Di largo è rimasto solo “il solco”, come ha titolato Il Foglio, creatosi in quel campo con la rottura fra la Schlein, Renzi e Calenda da una parte e Conte, Fratoianni e Bonelli dall’altra. I primi ritiratisi metaforicamente sull’Aventino, già sfortunato di suo nella storia, per non partecipare alla spartizione dei posti -oggi nel consiglio d’amministrazione e domani nei piani sottostanti della Rai – e gli altri corsi alle votazioni parlamentari per prendersi la loro rappresentanza, in una lottizzazione che poi si diramerà nelle testate giornalistiche e nelle postazioni amministrative.
Schlein è comparsa nel tabellone della Camera solo per la sua assenza digitata rigorosamemte in rosso. Conte ha votato regolarmente per confermare nel nuovo consiglio d’amministrazione il “suo” fidato avvocato Di Majo, da non confondere naturalmente con l’omonimo ex presidente delle 5 Stelle, ex vice presidente del Consiglio, ex ministro andatosene dal movimento e oggi di casa tra il Golfo Persico, Bruxelles e New York per conto dell’Unione Europea.
“Un idillio già finito”, ha scritto della Schlein e di Conte sul Corriere della Sera Roberto Gressi. Ma è davvero mai esistito?, ci sarebbe da chiedersi, nonostante le tante fotografie che li hanno ripresi festosamemte insieme, l’ultima bevendo birra. E nonostante gli accordi locali dai quali Conte è riuscito a strappare alla segretaria del Pd anche la prima e unica regione guidata da un grillino, o come altro si debba o possa chiamare nel casino, a dir poco, che è scoppiato nel movimento con lo scontro diretto, a base anche di posta elettronica certificata e carte quasi bollate, fra gli stessi Conte e Grillo.
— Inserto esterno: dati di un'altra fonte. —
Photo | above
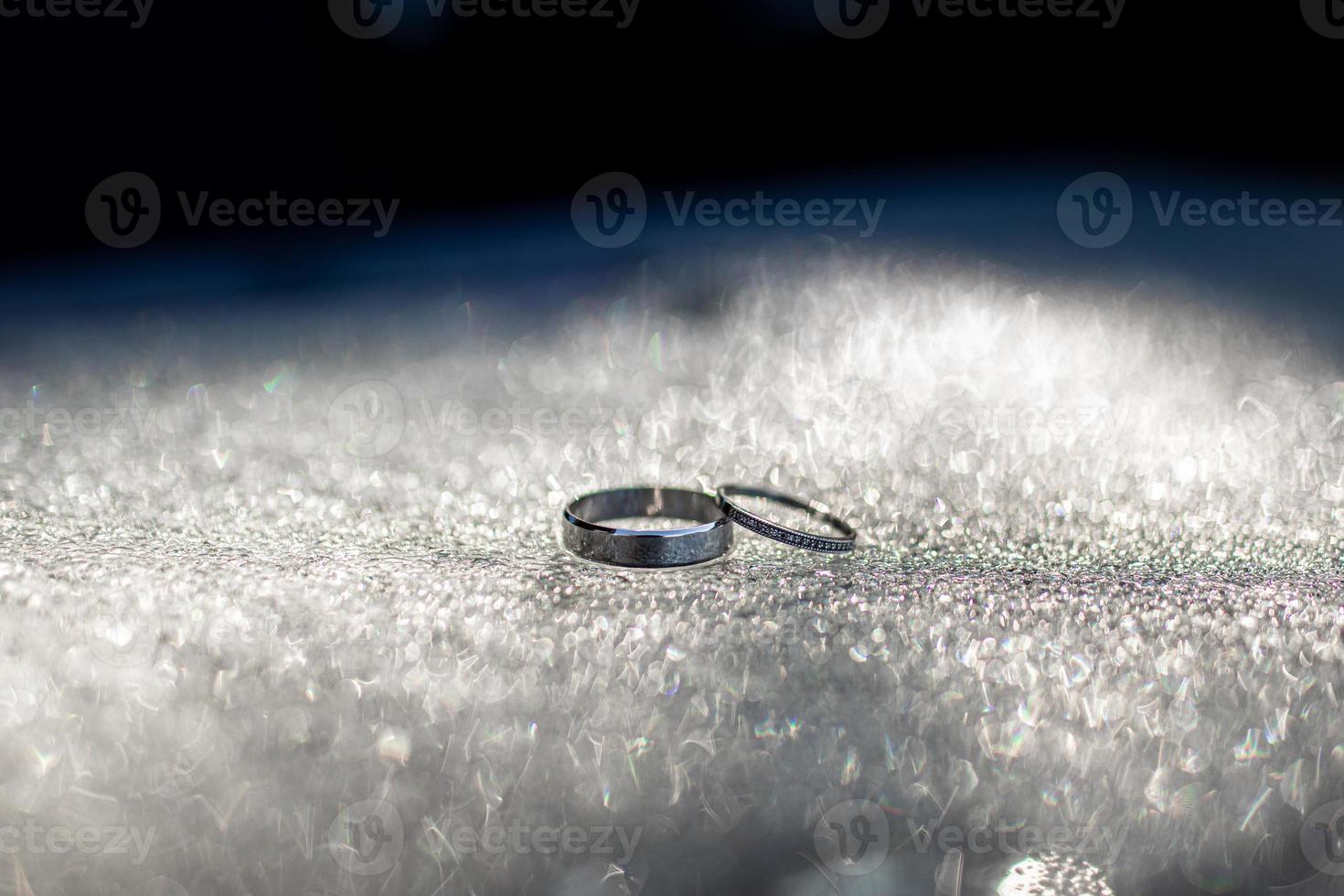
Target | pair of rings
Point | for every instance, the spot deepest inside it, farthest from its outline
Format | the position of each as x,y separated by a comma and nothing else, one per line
707,540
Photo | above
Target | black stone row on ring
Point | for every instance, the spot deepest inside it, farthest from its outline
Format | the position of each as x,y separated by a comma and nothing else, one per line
780,534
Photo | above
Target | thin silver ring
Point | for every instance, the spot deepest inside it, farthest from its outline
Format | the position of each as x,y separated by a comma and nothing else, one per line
783,534
646,549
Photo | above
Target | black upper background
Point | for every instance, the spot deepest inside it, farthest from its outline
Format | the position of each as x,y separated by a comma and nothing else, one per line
461,116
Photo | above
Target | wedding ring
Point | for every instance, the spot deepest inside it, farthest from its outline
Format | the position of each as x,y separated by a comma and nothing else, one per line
784,534
646,549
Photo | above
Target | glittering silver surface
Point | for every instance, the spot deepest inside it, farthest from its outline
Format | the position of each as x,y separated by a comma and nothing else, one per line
299,624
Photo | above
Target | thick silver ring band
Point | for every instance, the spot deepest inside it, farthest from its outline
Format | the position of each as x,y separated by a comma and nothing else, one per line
646,549
784,534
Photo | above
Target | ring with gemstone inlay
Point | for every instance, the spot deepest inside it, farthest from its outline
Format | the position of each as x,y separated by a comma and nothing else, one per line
784,534
646,549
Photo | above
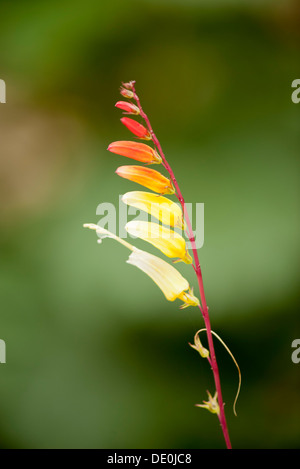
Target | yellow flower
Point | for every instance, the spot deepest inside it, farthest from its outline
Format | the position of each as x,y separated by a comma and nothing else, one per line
167,278
157,206
212,404
167,241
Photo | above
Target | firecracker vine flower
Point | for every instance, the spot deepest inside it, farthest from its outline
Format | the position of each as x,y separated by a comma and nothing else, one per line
167,241
164,238
167,278
147,177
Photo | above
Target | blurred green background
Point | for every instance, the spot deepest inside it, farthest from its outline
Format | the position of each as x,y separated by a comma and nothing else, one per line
96,357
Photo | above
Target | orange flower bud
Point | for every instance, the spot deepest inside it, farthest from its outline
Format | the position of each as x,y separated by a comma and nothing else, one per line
129,85
136,151
129,107
137,129
126,93
147,177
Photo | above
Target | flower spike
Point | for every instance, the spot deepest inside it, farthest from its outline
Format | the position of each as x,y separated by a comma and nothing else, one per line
135,150
129,107
136,128
167,278
212,404
147,177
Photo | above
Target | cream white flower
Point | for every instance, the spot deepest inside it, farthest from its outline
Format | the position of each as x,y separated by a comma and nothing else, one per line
167,278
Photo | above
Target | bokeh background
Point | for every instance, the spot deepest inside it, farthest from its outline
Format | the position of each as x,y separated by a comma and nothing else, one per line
96,357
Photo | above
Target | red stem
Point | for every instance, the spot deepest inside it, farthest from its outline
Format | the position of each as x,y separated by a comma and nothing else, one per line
204,309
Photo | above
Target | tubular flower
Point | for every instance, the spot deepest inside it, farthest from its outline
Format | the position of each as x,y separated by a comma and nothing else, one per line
135,150
157,206
167,241
129,107
166,277
126,93
136,128
147,177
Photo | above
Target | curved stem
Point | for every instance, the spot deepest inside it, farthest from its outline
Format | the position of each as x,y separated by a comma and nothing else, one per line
203,308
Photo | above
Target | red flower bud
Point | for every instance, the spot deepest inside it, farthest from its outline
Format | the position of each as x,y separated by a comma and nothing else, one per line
129,107
135,150
126,93
137,129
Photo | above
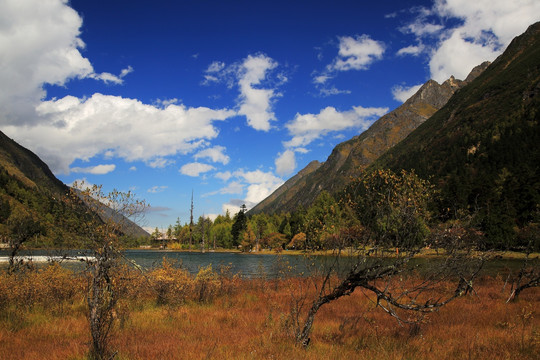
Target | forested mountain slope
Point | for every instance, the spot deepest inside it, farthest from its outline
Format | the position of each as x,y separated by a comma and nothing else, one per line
351,157
482,149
Alludevo naturalmente alla Sardegna, la cui presidente è la pentastellata Alessandra Todde.
La Rai, e i suoi risvolti di potere, vecchi quanto la storia dell’azienda, non certo creati dalla destra rapace di Giorgia Meloni attaccata dalle opposizioni, non sono l’unico motivo di contrasto nel cosiddetto o fantomatico ormai ex campo largo, fra una sinistra più o meno moderata- ravvisabile almeno in una parte del Pd, in Renzi e in Calenda rigorosamente separati e litigiosi per incompatibilità di carattere, diciamo così- e una sinistra radicale ravvisabile in Conte, nei socialisti -nominalmente- di Fratoianni e nei verdi di Bonelli. Una sinistra radicale con la quale Conte si è apparentato non a caso nel Parlamento europeo, votando insieme sulla politica estera e le guerre alle porte, a dir poco, dell’Europa. Se non ormai nei suoi stessi confini.